Global warming won’t just melt ice caps; it could create whole new biomes—major ecosystem types like forest, desert, grassland, and tundra—say climatologists led by John Williams at the University of Wisconsin at Madison. Williams and his team used computer models to predict what will happen to the world’s ecosystems as temperatures rise.
When the researchers plugged in a global temperature increase of 1.8 to 4.5 degrees Fahrenheit, a moderate estimate of the world’s expected change over the next 100 years, the models predicted landscapes the likes of which we’ve never seen before. “By the end of the 21st century, large portions of Earth’s surface could experience climates with no current analogue,” says Williams.
Surprisingly, the ecosystems most vulnerable to major biome shifts are the already hot regions around the equator. According to Williams’s model, for example, the Amazon rain forest is toast: By the end of the century, and possibly even by midcentury, tropical rain forests will be taken over by savannas—the next hottest biome—their lush trees replaced by expanses of tall grass. Williams and his team also predict big changes in the Sahara—but because the desert is already the hottest biome on Earth’s surface, there is no existing ecosystem to provide a guess at what an even hotter Sahara might look like. Changes in the cooler latitudes will be only slightly less extreme.

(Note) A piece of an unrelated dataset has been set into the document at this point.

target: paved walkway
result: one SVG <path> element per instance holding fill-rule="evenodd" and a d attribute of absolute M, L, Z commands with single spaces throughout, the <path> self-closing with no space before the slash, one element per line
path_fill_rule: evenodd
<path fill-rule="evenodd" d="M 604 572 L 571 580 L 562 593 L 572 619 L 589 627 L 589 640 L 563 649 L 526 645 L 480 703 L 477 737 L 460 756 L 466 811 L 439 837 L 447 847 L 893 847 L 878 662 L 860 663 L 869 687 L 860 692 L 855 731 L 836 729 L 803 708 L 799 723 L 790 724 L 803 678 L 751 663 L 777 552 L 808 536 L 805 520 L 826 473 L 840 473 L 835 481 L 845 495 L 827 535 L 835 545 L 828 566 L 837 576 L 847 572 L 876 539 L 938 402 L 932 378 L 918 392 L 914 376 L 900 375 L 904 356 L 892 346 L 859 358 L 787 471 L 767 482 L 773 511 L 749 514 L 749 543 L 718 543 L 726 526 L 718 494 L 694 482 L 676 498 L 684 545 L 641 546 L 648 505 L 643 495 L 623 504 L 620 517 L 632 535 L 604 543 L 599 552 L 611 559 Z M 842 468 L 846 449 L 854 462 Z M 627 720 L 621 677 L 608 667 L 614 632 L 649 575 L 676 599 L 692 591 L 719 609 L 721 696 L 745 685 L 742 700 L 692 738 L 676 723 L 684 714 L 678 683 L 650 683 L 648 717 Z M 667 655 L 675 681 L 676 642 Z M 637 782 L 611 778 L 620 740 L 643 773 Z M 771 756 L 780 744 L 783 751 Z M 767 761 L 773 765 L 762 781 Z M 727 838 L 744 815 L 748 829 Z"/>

“We know there’s been biome displacement in the past, but those processes typically take hundreds or even thousands of years to play out,” says University of Wyoming ecologist Stephen Jackson, a colleague of Williams. Predicting exactly how plant and animal communities will change is close to impossible because of all the variables involved.
“We’re going to see this process where the existing biome undergoes some sort of collapse. That collapse may be relatively gradual, or it could be instantaneous. It could be a fire that lasts a couple of days and wipes out whole areas,” says Jackson. “The uncertainties are really the scariest part.”